I don’t know about you all, but I am bombarded by ‘flat belly’ ads. On Facebook, online, in magazines. Honestly, enough already. There’s nothing wrong with a sound approach to eating that amps up healthy whole grains and monounsaturated fats, like some of the diets do. But there is something wrong with trying to fit into an image that’s just not yours and pitting yourself against your body in the process.
A few years ago, I was struggling with fibromyalgia—I was always exhausted, always sore and always way too lethargic to go to the gym. I hated my body. But then I realized that I couldn’t change what my body was; I could only change how I treated it. So when I’d catch myself berating my butt or lamenting my tummy I’d try to shift focus onto the great things my body could do that I simply took for granted.
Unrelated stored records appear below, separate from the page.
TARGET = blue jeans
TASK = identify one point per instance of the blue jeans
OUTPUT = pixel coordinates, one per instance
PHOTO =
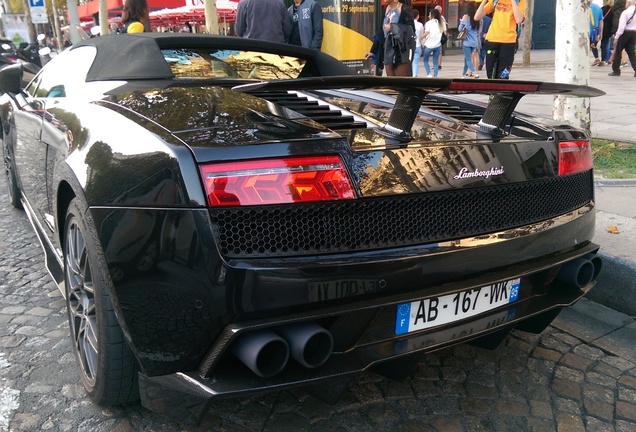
(416, 60)
(427, 54)
(468, 61)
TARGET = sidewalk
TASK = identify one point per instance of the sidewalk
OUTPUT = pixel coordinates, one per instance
(613, 117)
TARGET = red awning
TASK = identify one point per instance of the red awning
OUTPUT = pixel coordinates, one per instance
(87, 10)
(195, 15)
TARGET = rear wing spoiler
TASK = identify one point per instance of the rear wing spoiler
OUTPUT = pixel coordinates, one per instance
(506, 94)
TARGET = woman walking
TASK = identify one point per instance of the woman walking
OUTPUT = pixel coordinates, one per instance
(433, 30)
(470, 44)
(396, 38)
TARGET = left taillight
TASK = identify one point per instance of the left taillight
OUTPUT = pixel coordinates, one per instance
(574, 157)
(276, 181)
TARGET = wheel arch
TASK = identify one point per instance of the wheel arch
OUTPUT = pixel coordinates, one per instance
(65, 195)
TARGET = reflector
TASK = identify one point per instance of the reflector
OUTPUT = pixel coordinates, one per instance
(574, 157)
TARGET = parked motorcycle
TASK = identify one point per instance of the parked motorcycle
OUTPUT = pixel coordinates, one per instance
(32, 56)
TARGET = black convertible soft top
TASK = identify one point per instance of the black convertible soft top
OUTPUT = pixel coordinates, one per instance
(138, 56)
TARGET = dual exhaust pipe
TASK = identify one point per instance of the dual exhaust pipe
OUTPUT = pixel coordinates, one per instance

Eventually, my fitness goals morphed from “work out at the gym five times a week” to things like “able to garden without getting sore” and “able to walk as far as I want to.” I also began to eat differently. These shifts may sound subtle, but the impact was profound both internally and externally. Food became not a diet to fight with and fail at, but a means of nourishing myself; fitness turned from a to-do on an overcrowded list to a walk with a friend; and my body became not a thing to be loathed, but the way the world perceived me.
And I’ll tell you what, I’ve never felt as comfortable in my skin . . . despite the fact that I don’t have a six-pack belly.